When you establish your portfolio, you may also consider buying the Weak Buys for additional diversification.
Spreading your purchases out will tend to reduce market risk, similar to dollar-cost averaging with mutual funds.
More stocks in your portfolio will tend to reduce volatility. But having too many stocks that have hit their target prices or exceeded their previous highs will tend to diminish returns. It also means more time spent monitoring your holdings.
You should have an appropriate number of stocks in your portfolio. Having too few stocks will increase risk and volatility. Having too many will tend to diminish returns as it is difficult to find a lot of true bargains in the market at a given time. You should have no fewer than 10 stocks and no more than 30. Fifteen to twenty is appropriate for many individual investors.
Consider reducing stocks when, through price increases, they cross the demarcation lines between ratings. This will generate additional cash for new purchases. On the downside, it means extra work, possible tax consequences and higher commission costs.
Always have a percentage of your portfolio in cash. From 5% to 15% is a reasonable allocation. If, however, you accumulate more than 15% in cash (from a lot of stocks hitting their target prices) it’s better to stay in cash than buy stock in poor companies or buy shares that are expensive.

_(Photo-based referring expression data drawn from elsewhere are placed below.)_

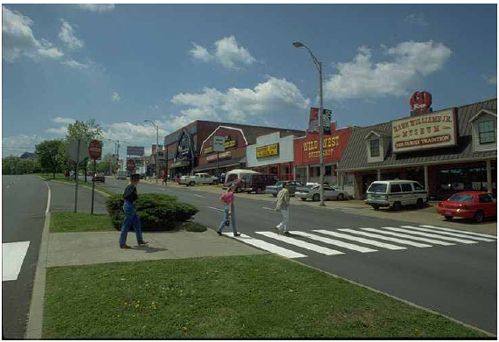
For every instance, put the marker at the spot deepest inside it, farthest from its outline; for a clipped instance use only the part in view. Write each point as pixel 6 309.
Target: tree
pixel 51 155
pixel 85 131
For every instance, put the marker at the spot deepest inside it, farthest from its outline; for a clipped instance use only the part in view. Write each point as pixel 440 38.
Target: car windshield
pixel 461 198
pixel 377 187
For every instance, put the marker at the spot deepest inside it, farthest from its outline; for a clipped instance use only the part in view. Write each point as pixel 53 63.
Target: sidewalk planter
pixel 157 212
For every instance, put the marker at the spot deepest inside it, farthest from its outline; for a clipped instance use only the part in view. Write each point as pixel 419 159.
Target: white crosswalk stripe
pixel 266 246
pixel 460 231
pixel 13 254
pixel 412 232
pixel 449 233
pixel 302 244
pixel 387 238
pixel 416 238
pixel 334 242
pixel 361 240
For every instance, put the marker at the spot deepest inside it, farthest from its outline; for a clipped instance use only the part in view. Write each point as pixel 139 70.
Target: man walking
pixel 131 217
pixel 282 205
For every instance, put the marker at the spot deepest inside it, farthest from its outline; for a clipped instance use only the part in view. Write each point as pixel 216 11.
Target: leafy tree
pixel 86 131
pixel 51 155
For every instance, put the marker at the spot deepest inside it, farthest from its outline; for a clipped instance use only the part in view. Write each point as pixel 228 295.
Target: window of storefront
pixel 486 132
pixel 374 147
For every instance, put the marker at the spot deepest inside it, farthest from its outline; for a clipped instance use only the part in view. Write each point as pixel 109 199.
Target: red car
pixel 469 204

Selling a stock less than one year after you buy it could affect the percentage of tax you pay on the profit.
This website is about how to invest in common stocks for capital gains. Financial advisors also recommend that a percentage of your investment portfolio be allocated to bonds and cash. Five to 15 years before retirement, you should consider discontinuing new purchases of stock. Sell the remaining stocks in your portfolio as they hit their target prices and allocate the proceeds to bonds and cash.